A prominent organiser of Broadway's Tony Awards has spoken out after they were attacked in the New York Times.
Hugh Jackman was nominated in the best musical actor category
Columnist Daniel Okrent branded the Tonys "artistically meaningless, blatantly commercial, shamefully exclusionary and culturally corrosive".
But Jed Bernstein, president of the League of American Theatres and Producers, said the claims were untrue.
"Any assertion that the Tonys are somehow a creature of the theatre owners is ridiculous," he said.
Mr Okrent said Tony eligibility is restricted to the biggest venues, which are largely controlled by a trio of theatre chains.
He went on to bemoan the lack of attention paid to smaller, more inventive stage productions.
Speaking at a reception for this year's Tony nominees, Mr Bernstein said he made no apology for the awards recognising the best on Broadway.

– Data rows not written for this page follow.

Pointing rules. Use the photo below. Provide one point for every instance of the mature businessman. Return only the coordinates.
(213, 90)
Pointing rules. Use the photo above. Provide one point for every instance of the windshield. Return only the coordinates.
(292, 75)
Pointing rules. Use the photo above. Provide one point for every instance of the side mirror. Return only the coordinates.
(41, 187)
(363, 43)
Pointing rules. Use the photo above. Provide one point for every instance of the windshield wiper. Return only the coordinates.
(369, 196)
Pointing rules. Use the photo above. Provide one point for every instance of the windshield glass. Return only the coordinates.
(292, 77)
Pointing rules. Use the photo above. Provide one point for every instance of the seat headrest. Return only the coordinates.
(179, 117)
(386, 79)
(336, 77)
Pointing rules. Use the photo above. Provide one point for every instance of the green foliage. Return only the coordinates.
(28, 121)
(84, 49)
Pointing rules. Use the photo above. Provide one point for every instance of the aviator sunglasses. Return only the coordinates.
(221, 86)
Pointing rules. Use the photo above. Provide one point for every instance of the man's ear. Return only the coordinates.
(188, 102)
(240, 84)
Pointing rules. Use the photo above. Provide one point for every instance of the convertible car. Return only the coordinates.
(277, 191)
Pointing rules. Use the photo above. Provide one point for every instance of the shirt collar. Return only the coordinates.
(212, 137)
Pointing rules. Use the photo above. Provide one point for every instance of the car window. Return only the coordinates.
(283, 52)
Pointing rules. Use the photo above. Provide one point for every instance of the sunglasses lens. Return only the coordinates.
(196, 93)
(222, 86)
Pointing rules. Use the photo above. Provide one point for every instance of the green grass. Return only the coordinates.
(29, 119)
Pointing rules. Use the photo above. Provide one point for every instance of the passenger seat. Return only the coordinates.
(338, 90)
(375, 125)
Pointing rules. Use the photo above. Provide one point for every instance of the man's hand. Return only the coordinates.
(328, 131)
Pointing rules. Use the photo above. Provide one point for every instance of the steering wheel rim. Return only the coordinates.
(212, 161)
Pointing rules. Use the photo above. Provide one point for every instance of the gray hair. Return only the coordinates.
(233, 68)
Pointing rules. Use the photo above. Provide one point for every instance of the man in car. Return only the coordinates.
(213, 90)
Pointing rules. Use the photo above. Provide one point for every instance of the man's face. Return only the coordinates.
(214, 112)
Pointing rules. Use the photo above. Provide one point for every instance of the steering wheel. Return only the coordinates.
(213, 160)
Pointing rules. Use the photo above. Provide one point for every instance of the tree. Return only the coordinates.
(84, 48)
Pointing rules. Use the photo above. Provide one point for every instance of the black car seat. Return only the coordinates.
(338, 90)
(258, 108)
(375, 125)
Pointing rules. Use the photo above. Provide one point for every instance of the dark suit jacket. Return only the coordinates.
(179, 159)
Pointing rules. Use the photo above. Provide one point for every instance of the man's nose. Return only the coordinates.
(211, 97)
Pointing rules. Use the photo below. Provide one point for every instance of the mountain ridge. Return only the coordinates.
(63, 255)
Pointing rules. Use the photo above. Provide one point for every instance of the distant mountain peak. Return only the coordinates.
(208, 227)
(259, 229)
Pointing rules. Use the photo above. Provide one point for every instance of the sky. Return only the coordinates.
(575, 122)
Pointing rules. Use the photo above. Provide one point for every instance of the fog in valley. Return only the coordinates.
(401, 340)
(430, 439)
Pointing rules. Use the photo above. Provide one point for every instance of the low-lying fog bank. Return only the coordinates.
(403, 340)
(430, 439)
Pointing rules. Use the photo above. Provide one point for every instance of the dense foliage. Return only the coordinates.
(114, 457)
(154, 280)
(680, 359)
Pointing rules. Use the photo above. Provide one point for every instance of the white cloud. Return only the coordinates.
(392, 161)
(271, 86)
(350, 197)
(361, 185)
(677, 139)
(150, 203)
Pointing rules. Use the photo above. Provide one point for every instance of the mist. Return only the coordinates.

Scottish star Euan Morton was also nominated for his role in Taboo
"The Tonys have never pretended to be
anything but a Broadway award," he said.
"The best actress Tony Award is not for the best
performance of the year anywhere in American theatre - they give the best performance on Broadway. That's what the Tonys have always been," he said.
Wizard of Oz prequel Wicked, a musical about life on the Yellow Brick Road, won 10 Tony Award nominations earlier this week.
Other musicals picking up multiple nominations include Stephen Sondheim's Assassins and Fiddler on the Roof.
Hollywood star Hugh Jackman, nominated for The Boy From Oz, will host the theatrical awards on 6 June.